Luego llegaba el momento más temido. La acostaban y, sobre todo, cerraban la puerta de su habitación. Era tanto más terrible por cuanto Tristane oía lo juntos que estaban papá y mamá. No se sentía ni celosa, ni envidiosa, ni siquiera posesiva, su deseo no se focalizaba ni en su padre ni en su madre: sencillamente le habría gustado participar en la fiesta.

Por el simple hecho de querer a sus padres, intentaba cumplir con el papel que le habían asignado. Eso no resolvía el problema: parecía que no hubiera un sitio para ella. En el casting de aquel extraño rodaje, habían contratado a una actriz de más. La película solo tenía dos personajes, los dos jóvenes protagonistas.

Así pues, Tristane tenía que inventarse un papel, y eso, cuando tienes un año, es complicado. Algún día lo conseguiría. Mientras tanto, como era demasiado pronto, se limitaba a portarse bien.

¿Y qué significaba portarse bien? Significaba no emitir sonido alguno, no manifestar ningún deseo ni necesidad, no moverse. Huxley decía que al menos la mitad de la moral es negativa. La ética que envolvía el deber de portarse bien era cien por cien negativa.
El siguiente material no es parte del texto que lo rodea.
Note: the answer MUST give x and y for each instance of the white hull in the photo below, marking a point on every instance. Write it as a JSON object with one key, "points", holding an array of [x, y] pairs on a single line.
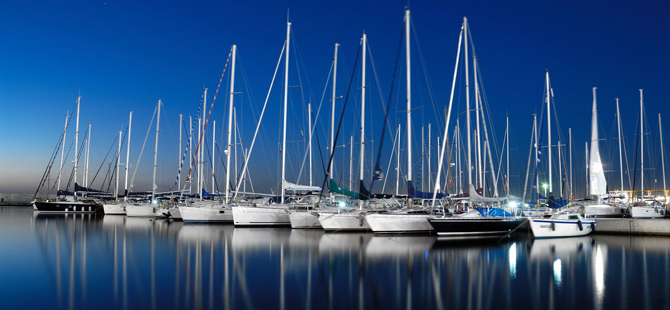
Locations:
{"points": [[646, 212], [145, 210], [601, 211], [304, 220], [399, 223], [550, 228], [343, 221], [271, 215], [206, 214], [114, 209]]}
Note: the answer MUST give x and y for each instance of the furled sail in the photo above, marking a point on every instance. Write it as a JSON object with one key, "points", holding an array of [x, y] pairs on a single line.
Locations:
{"points": [[288, 186], [597, 183]]}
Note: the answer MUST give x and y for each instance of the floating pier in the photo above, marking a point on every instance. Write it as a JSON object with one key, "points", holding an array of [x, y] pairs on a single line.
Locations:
{"points": [[630, 226]]}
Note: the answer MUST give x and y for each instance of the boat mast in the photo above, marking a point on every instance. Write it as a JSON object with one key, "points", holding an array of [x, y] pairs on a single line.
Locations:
{"points": [[641, 145], [158, 123], [88, 152], [130, 126], [549, 130], [309, 111], [76, 147], [467, 107], [409, 109], [230, 124], [62, 153], [283, 149], [618, 119], [660, 130], [118, 167], [362, 148]]}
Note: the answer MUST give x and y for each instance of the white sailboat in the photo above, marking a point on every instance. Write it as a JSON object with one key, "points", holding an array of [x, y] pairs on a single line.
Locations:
{"points": [[597, 181]]}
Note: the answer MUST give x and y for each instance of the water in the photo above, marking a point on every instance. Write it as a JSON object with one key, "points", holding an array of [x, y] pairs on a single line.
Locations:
{"points": [[112, 262]]}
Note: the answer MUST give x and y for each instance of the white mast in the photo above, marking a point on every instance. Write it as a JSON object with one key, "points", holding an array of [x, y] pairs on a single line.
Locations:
{"points": [[283, 156], [660, 130], [118, 167], [309, 111], [181, 118], [397, 169], [76, 146], [570, 151], [213, 154], [230, 124], [409, 106], [641, 145], [549, 131], [618, 119], [362, 148], [130, 125], [467, 106], [158, 123], [332, 113], [62, 153]]}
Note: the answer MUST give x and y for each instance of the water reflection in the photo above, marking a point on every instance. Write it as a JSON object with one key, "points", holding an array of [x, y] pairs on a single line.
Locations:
{"points": [[89, 261]]}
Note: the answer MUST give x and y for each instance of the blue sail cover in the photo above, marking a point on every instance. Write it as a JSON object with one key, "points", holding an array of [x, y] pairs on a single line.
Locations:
{"points": [[493, 212], [422, 195]]}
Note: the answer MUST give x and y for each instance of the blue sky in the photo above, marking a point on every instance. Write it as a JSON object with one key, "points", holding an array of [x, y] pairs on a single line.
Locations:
{"points": [[125, 55]]}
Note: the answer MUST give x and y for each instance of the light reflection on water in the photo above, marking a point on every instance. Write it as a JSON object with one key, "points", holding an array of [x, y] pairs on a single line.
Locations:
{"points": [[91, 261]]}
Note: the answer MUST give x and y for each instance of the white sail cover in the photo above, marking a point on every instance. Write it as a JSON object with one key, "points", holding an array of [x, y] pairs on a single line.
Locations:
{"points": [[475, 197], [288, 186], [597, 184]]}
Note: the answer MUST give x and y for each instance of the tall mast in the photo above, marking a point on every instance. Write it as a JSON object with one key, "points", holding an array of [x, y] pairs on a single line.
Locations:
{"points": [[213, 154], [549, 131], [397, 169], [309, 112], [181, 119], [230, 124], [118, 167], [283, 156], [618, 120], [62, 153], [572, 195], [76, 145], [660, 130], [88, 152], [130, 126], [467, 106], [158, 124], [641, 145], [409, 106], [332, 112], [362, 148]]}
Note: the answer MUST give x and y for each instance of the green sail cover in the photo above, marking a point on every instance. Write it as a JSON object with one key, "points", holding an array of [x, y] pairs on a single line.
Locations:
{"points": [[334, 188]]}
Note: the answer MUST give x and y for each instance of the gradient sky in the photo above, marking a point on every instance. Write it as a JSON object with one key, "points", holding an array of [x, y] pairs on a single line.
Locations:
{"points": [[125, 55]]}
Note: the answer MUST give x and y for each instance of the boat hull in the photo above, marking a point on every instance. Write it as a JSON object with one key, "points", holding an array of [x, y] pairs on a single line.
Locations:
{"points": [[399, 223], [114, 209], [353, 221], [261, 216], [65, 207], [548, 228], [141, 210], [474, 226], [304, 220], [206, 214]]}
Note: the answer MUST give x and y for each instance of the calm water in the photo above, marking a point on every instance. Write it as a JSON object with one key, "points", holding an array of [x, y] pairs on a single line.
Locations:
{"points": [[96, 262]]}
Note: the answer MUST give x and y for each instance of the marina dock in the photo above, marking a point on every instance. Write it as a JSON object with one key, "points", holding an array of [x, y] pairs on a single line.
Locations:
{"points": [[632, 226]]}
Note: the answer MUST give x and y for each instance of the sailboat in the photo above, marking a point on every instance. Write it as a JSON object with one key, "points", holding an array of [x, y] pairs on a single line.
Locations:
{"points": [[251, 214], [645, 208], [597, 181], [70, 204], [148, 209]]}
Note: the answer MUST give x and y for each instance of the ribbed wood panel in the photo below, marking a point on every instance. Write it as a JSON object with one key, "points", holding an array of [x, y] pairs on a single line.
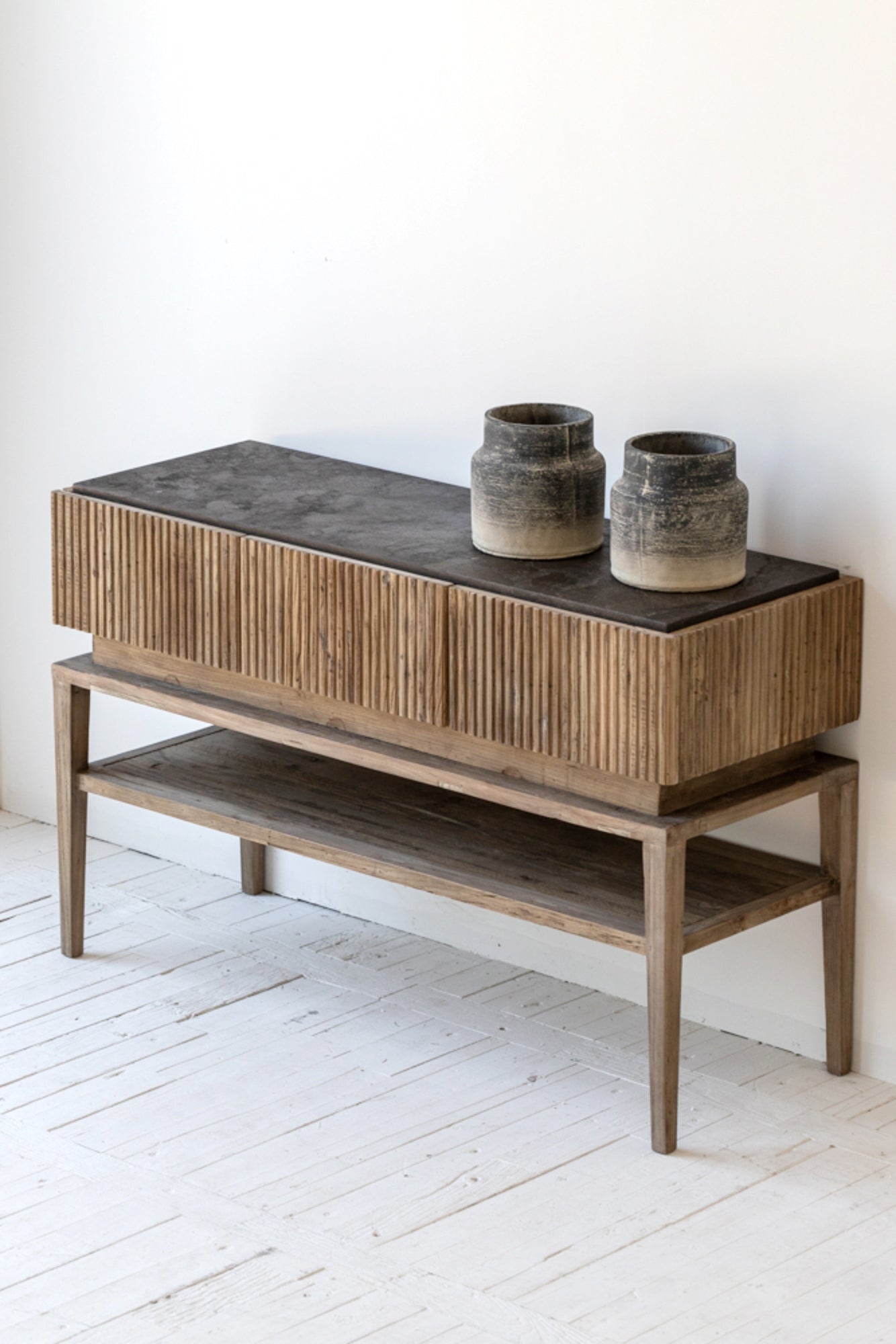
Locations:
{"points": [[770, 677], [546, 681], [656, 708], [316, 623]]}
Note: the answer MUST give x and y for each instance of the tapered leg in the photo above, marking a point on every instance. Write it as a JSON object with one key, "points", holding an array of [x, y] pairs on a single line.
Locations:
{"points": [[72, 709], [839, 818], [252, 861], [664, 894]]}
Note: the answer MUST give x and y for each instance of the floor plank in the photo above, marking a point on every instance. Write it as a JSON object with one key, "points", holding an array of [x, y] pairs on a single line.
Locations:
{"points": [[249, 1119]]}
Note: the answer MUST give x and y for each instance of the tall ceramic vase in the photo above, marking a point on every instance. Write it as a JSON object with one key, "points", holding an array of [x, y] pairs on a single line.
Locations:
{"points": [[679, 514], [538, 483]]}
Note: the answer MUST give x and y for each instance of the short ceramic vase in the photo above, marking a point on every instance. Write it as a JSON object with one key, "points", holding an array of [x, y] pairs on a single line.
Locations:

La única forma de lograrlo de un modo positivo consistía en dormir. Tristane, que los primeros meses de vida se dormía con facilidad, a partir del año y medio empezó a sufrir insomnio. Dormir era tan obligatorio que ya no lo conseguía. El más mínimo pensamiento, el más mínimo ruido, el más mínimo crujido se transformaba en un pretexto para librarse de la sagrada consigna del sueño. Y, sin embargo, le gustaba dormir. Cuando lograba hacerlo, alcanzaba ese grial, obedecer a sus padres colmando su propio deseo: no solo se sumergía en el exquisito abismo, sino que además vivía en él colosales aventuras en forma de una actividad onírica sin precedentes.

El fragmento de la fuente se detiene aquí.